Si algo nos han enseñado las producciones de réplica (aunque ésta sea una mejora de la original de Broadway) es que, a pesar de tener el mismo planteamiento y los mismos efectos visuales, todo se puede estropear si los que pisan las tablas no están a la altura de sus exigencias. Pero si de algo no carece este espectáculo es de sorpresas, y una de ellas (aunque lo único que deberíamos esperar en el West End) es que el reparto es, efectivamente, brillante. A pesar del comprensible bombo y platillo que se le ha dado a Samantha Barks (su interpretación de la fría y distante aunque bondadosa Elsa es notable, aparte de su notable -¡casi aterrador!- parecido con el personaje animado), Emily Lane es sin embargo la hermana número 1, no sólo por su agradable voz sino por su hilarante representación de la desordenada pero muy adorable Anna. Los mismos elogios se dirigen a Craig Gallivan en el papel de Olaf, un muñeco de nieve con ganas de calor, con una interpretación muy cercana a la de la película, y también a Oliver Ormson como Hans, dotando al papel de un atractivo engañoso y una presencia notable. Pero no son sólo los protagonistas los que destacan en este espectáculo, ya que todo el conjunto adquiere protagonismo a lo largo de todo el espectáculo, con un talento palpable pero un compromiso aún más perceptible.

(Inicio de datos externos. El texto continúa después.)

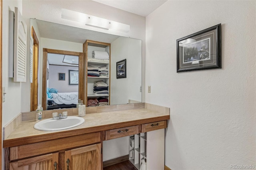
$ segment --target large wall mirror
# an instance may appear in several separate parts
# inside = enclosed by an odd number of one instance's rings
[[[30,24],[39,41],[38,95],[38,103],[46,105],[44,110],[75,107],[78,99],[103,99],[92,106],[106,105],[104,99],[109,99],[107,105],[142,102],[141,40],[34,19],[30,19]],[[107,65],[109,78],[88,77],[83,45],[86,40],[110,45],[111,50],[107,50],[110,56]],[[102,51],[100,47],[88,48],[87,57],[92,57],[92,51],[95,50]],[[125,70],[120,62],[124,60]],[[90,62],[91,66],[102,65]],[[126,77],[117,76],[123,71]],[[90,82],[93,85],[102,80],[109,82],[107,97],[98,94],[95,97],[85,96],[85,89],[94,88]]]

Walt Disney solía contar que se le ocurrió la idea de su parque mientras estaba sentado en un banco viendo a sus hijas montar en el tiovivo, pensando que debía existir un lugar donde padres e hijos pudieran divertirse juntos. Han pasado muchos años desde que ese pensamiento pasajero se convirtió en una realidad que ha dado alegría a millones de personas durante varias décadas y muchas más por venir. Pero la idea sigue viva y, por fin, ha vuelto a nacer en los escenarios. Porque Frozen es precisamente lo que deberían haber sido todas las producciones anteriores de la compañía. Han hecho falta unos 20 inviernos (perdón por el juego de palabras) para que la junta directiva lo consiga por fin, pero al menos se ha trazado el camino y, con suerte, se le irán añadiendo más adoquines a lo largo del tiempo. Como canta Elsa con orgullo, es hora de poner a prueba los límites y abrirse paso. Afortunadamente, ese ha sido el caso.
Frozen se representa en el Theatre Royal Drury Lane de Londres de martes a domingo. Las entradas están disponibles en este link.